Abstract

The military represents itself in contradictory ways across the globe and the Australian case is no different. On the one hand, we are dazzled by the ANZAC spirit, our attention drawn away (at least momentarily) from the horrors of war and the consequences of organized killing, and toward an idealized Australian character. The celebration of national identity anaesthetizes, and camouflages, the collective unease with military adventure.
Camouflage: the ability to make things invisible altogether or to look like something which is not suspicious or obvious nature. (Dakin, 1947: 1)

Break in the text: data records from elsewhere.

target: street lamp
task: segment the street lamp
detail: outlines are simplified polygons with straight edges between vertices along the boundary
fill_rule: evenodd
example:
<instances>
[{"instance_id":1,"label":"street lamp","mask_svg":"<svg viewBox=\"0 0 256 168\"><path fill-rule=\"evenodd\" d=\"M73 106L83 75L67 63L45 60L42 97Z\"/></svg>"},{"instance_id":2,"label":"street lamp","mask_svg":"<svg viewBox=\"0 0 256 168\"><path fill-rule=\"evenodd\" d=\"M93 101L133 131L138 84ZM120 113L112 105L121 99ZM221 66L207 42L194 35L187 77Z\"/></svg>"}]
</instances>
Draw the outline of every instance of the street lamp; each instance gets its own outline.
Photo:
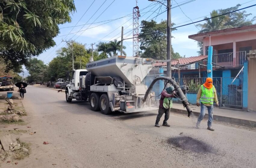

Social historian Ann Elias in Camouflage Australia: Art, Nature, Science and War, has produced an intriguing history of the relationship between the military and broader civil society, in particular the fields of art and science. It is a history about the development of camouflage – as a field of technical enterprise – its stakeholders and their interactions. But I also see a story about the military and its own forms of cultural camouflage; a story about the struggle of the military to place itself centrally in a modernizing democratic nation, in times of war and peace. It describes a military working hard to naturalize itself in the national psyche while engaging in activities unnatural to civil society, and the civilian camoufleur working hard to penetrate the hermetically sealed AIF in order to contribute to the war effort. Elias’s book can be read as a study of civil–military relations – the structured distinction between civil and military domains and their contested notions of what is right, what is valuable and what is legitimate in the national domain.
Ann Elias reveals the history of the cultural phenomenon of ‘camouflage’ in the Australian and global fields of science, art and warfare. This is her primary mission: to unmask the hidden or forgotten histories of the modern visual arts movement and its contribution to camouflage as an instrument of war, and its human struggles with war service during the period of the Second World War. On the other hand Ann Elias aims to contribute to a military history that has forgotten its historical intimacy with artists, natural science, civilian war efforts and the development of the burgeoning art – or science – of camouflage.
As a social history, it tells us of the changing nature of citizenship, Australian engagement in global affairs, and the modernities within which ideas and practices of camouflage developed. First, we are introduced to the characters of the camouflage movement: zoologist William Dakin, artist Frank Hinder and the Sydney Camouflage Group, including designers Douglas Annand and Robert Curtis, the leading Australian modernist photographer Max Dupain and the prominent art patron Sydney Ure Smith. These are the representatives of civil society in times when civil contribution to the war effort, through military service or civic enterprise, was paramount to good citizenship.
However, the relationship between the camouflage movement and its artists and designers – the camoufleurs – was difficult. They were regarded as pariahs by the military caste, while science provided the intellectual legitimacy for what was considered dubiously creative and counter to all things military. The role of art and science, and the professionalization of these fields, provide a case study of the mutual and contested grounds art, science and the military shared around this matter. Elias shows us how these professions were engaged in a claim for cultural legitimacy as much as they desired to save the nation. She also demonstrates the ways in which these fields transformed and informed each other, resulting in the evolution of the field of camouflage.
This history also articulates the prevalent cultural tropes of gender and race, and their centrality to ideals of nation within which camouflage developed. For the military, camouflage was a highly othered phenomenon: feminized through the attribution of qualities such as ‘subterfuge, cunning and guile’. Camouflage was seen as harking back to a kind of primitivism that encouraged the warrior back to the savage, to the wild. The Australian military, for example, regarded the expert use of camouflage by the Japanese in New Guinea as an indication, not of sophistication, but rather as proof that they were ‘the nearest thing in human form to a bush animal’. Through this, Elias provides an insight into the racialized character of Australian society, and the tendency of common wisdom to valorize white civilization through persistent tropes of primitivism.
Camouflage Australia is an eloquent work. But Ann Elias gives us much more than a hidden history of artists, scientists and soldiers. She tells us about the contest of knowledge in modern Australia, and provides an insight into the contested domain of civil–military relations. This history also implicitly describes the hegemony of white masculinity at this time, through the ways in which the military subordinated the civilian, the camoufleur, the enemy and the native as feminized and savage subjects. This book provides a lucid insight into the development of Australian society at this critical point in its history.